Hard times for clan? Japan’s yakuza caught stealing food

Hard times for clan? Japan’s yakuza caught stealing food
The great and powerful Japanese yakuza are apparently going through a rough patch, as two members of a criminal clan were caught shoplifting from a grocery store in Japan.

The pair was arrested at a mall in the city of Nagoya in central Japan last month for attempting to steal grocery items, police said on Tuesday, as cited by Mainichi and Asahi Shimbun newspapers.  

The men, aged 52 and 59, were members of the recently formed Kobe Yamaguchi-gumi gang, the country’s third biggest crime group, according to police estimates from 2016.

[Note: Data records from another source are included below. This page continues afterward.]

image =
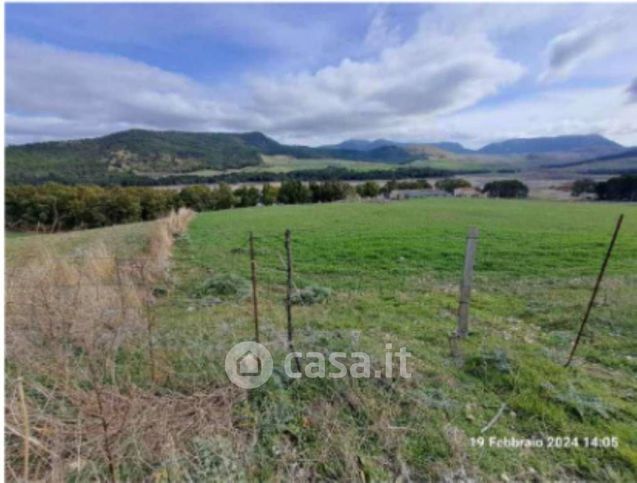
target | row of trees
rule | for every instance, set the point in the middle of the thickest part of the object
(619, 188)
(54, 207)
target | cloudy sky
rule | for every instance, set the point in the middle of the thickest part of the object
(315, 74)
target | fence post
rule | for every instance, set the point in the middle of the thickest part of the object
(255, 302)
(288, 298)
(595, 289)
(465, 284)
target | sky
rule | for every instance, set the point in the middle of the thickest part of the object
(322, 73)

The men were reportedly trying to steal 198 supermarket items worth 76,120 yen ($680). They packed the food, which included a watermelon, rice, and eel, into a shopping basket and reportedly tried to leave without paying.

One of the men arrested said they had to steal “so that the group would survive,” newspapers reported, citing police.

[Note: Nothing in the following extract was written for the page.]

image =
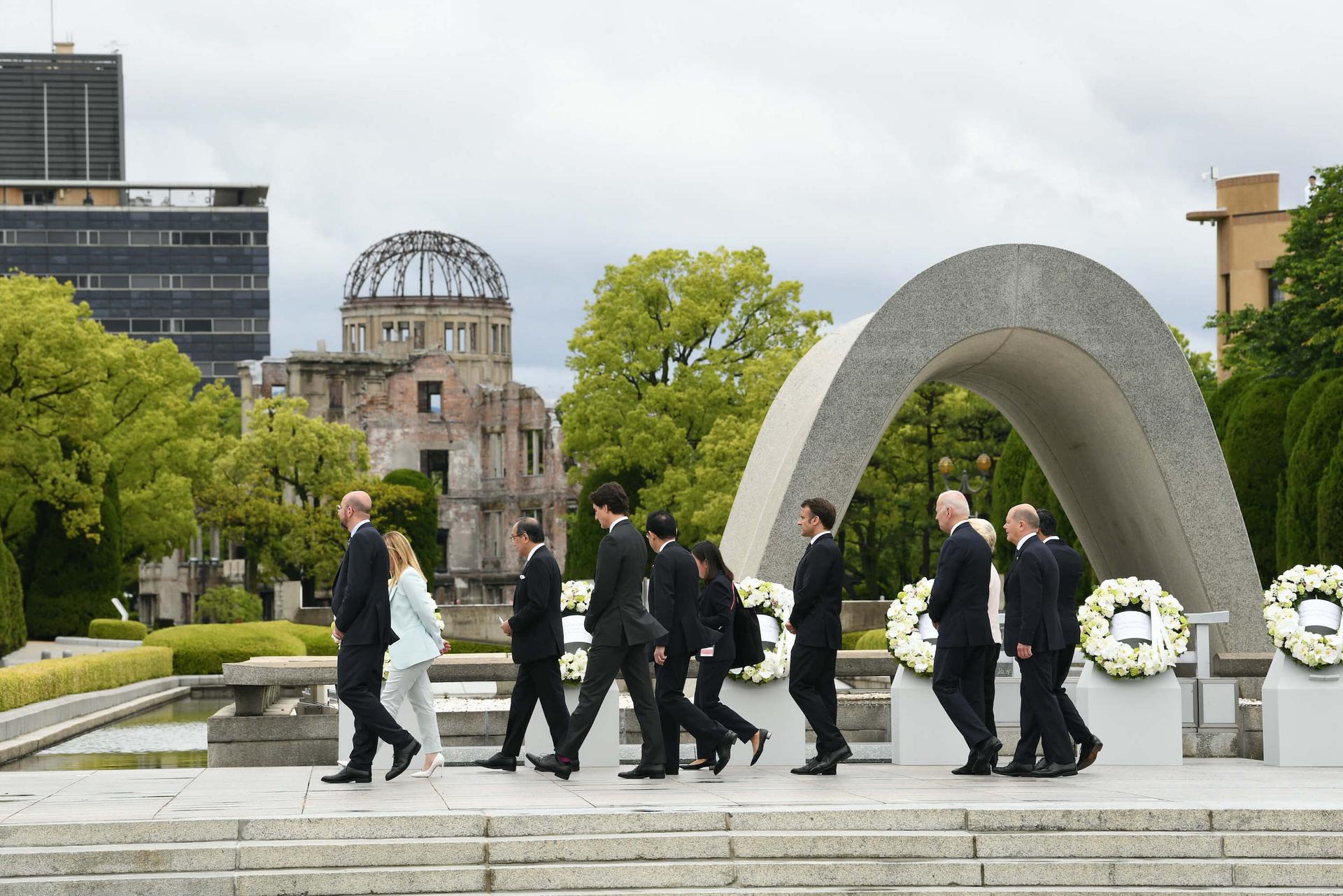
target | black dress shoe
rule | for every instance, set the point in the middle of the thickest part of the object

Kobe Yamaguchi-gumi made the headlines back in 2015, when it split from Japan’s biggest criminal clan, the century-old Yamaguchi-gumi. With some 6,100 members, it is only surpassed by its parent and the Tokyo-based Sumiyoshi-kai group, the National Police Agency (NPA) reported back in 2016.

According to local media, the new clan has managed to spread its influence into 36 out of 47 Japanese prefectures.

The split triggered escalating hostilities between the former allies back in 2016, when fighting between rival yakuza was seen in many prefectures.

READ MORE: Gang war fears: Largest Yakuza syndicate's 1st split in 30 years confirmed

The yakuza run many offices disguised as private companies throughout Japan. The interests of criminal syndicates vary, from racketeering and gambling, to prostitution, drugs, and illegal weapons sales. Other criminal activities they engage in involve financial fraud and the construction business.